Rainham Hall - A project with the National Trust
Rainham Hall is a Grade II* listed Georgian house, built in 1729 for Captain John Harle. the house was transferred to the National Trust in 1949; now with significant investment from the Heritage Lottery Fund, the National Trust are renovating the buildings and grounds, so it can be open to the public for the first time.
with builders on site and work still going on I was given an exciting opportunity to view behind the scenes
The journey of discovery then began! extensive research at many libraries, Essex record office, Chelmsford Museum and much more! he even popped up in the Maritime Museum, Greenwich...
'The life and times of Captain John Harle ' told through coal!
John Harle 1688-1742.
John Harle born in South Shields, Durham, to a yeoman family. They were humble salt farmers and sea traders - from as young as 8 was at sea with his father, transporting goods, mainly coal.

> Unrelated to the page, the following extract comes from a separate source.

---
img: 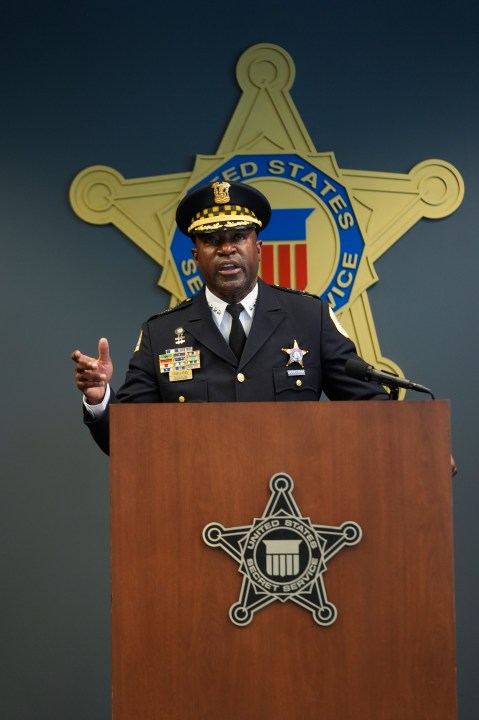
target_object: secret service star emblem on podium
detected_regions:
[203,473,362,626]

Captain of ships, but was never part of the navy, although the coal fleets became the 'nursery off the navy' the family owned (and part owned) many ships namely;-
The Harle, Mary, Union, Wolfe, Castle
As John Harle became more successful he started to frequent the coffee shops of London , mainly Lloyds. Here goods were brought and sold buy the inch candle sales, when the pin falls or the candle dies, the sale ends.
This piece depicts John Harles rise in status and class depicted in hats. The humble salt farmer depicted by the knitted Mommoth cap - to the felt tricorn hat and finally reaching the upper class the top hat .

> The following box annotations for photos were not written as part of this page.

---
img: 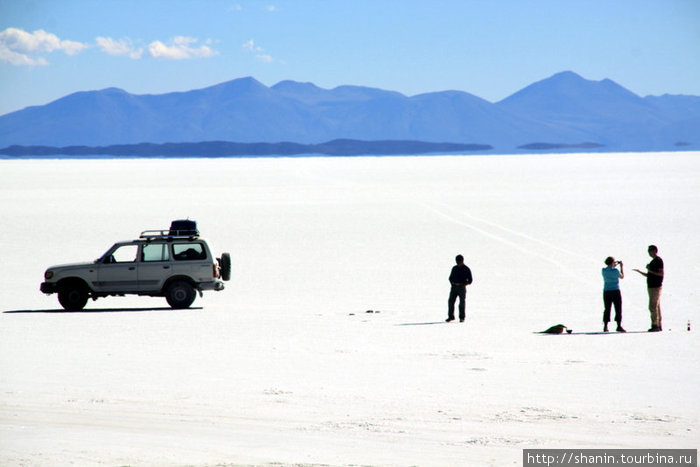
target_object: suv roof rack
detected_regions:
[139,229,199,240]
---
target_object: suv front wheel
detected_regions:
[58,284,88,311]
[165,281,196,309]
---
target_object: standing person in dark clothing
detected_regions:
[635,245,664,332]
[446,255,472,323]
[602,256,626,332]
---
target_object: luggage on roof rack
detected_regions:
[141,219,199,240]
[168,219,199,236]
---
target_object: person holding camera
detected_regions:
[603,256,627,332]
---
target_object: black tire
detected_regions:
[219,253,231,281]
[58,284,88,311]
[165,281,196,309]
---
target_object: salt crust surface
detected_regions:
[0,152,700,466]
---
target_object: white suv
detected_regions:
[40,221,231,311]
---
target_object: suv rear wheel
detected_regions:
[165,281,196,309]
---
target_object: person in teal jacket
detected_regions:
[602,256,626,332]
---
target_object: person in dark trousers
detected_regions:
[635,245,664,332]
[602,256,627,332]
[445,255,472,323]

John Harle, despite his tough beginning was an educated man, highly literate and numerate, as his accounts show.
Later in life he became overseer for the parish of Rainham.
In 1718 he married Mary Tibbington, a wealthy widow from Stepney, and purchased the Rainham wharf. He invested money dredging the River Ingrebourne, thereby giving trading vessels a route up to Rainham from the Thames. He had Rainham Hall constructed in 1729 using high-quality materials as a showcase for the building products he sold.

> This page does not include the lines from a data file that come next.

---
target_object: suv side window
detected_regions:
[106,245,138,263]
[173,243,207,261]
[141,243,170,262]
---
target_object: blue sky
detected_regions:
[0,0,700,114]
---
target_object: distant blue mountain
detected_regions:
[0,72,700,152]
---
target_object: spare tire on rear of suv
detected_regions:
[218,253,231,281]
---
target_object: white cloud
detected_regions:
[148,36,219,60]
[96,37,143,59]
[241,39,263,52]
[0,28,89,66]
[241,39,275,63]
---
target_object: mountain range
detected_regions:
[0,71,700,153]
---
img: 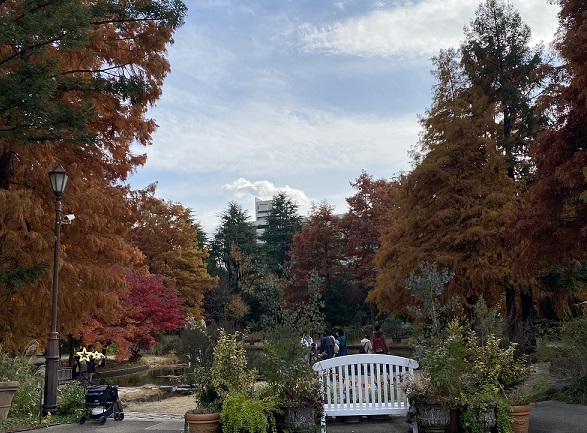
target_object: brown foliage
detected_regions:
[0,1,184,349]
[284,203,343,304]
[129,185,217,318]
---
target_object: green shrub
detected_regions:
[220,392,277,433]
[0,350,40,417]
[553,316,587,404]
[57,380,85,416]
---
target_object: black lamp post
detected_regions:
[43,164,69,414]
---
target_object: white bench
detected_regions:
[312,354,418,433]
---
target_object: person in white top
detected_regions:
[300,331,316,364]
[359,335,373,353]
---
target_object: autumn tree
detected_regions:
[373,0,544,335]
[260,192,303,277]
[78,268,185,359]
[129,184,217,318]
[516,0,587,318]
[0,0,185,349]
[368,50,516,320]
[340,171,399,321]
[284,202,349,323]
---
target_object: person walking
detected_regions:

Harle is credited with being significant in the development of Rainham Village throughout the 18th century.
Coffee House Tokens
During the 17th Century most merchandise traded their wares in the coffee shops in London, this was a time of shortage of metals due to the civil war, so the resourceful merchants often created their own money in the form of tokens.. Each merchant s token would represent his ware.
I have made 150 coal tokens for an opening event as part of a visitor experience in the pop up 18th century coffee house experience planned.
Each token features the crest of John and Mary Harle taken from the front of the house, along with his ship over a coffee cup,
If you were one on the 1st 150 people to visit the hall and have a token, id love to hear from you.
'Dust to Dust'
An (imagined) portrait of Mary Harley in coal dust
created in the door way of the gallery space at TAP Southend-on Sea... as the exhibition progressed she got more walked over and Mary gradually disappeared , an intentional process that caused much discussion.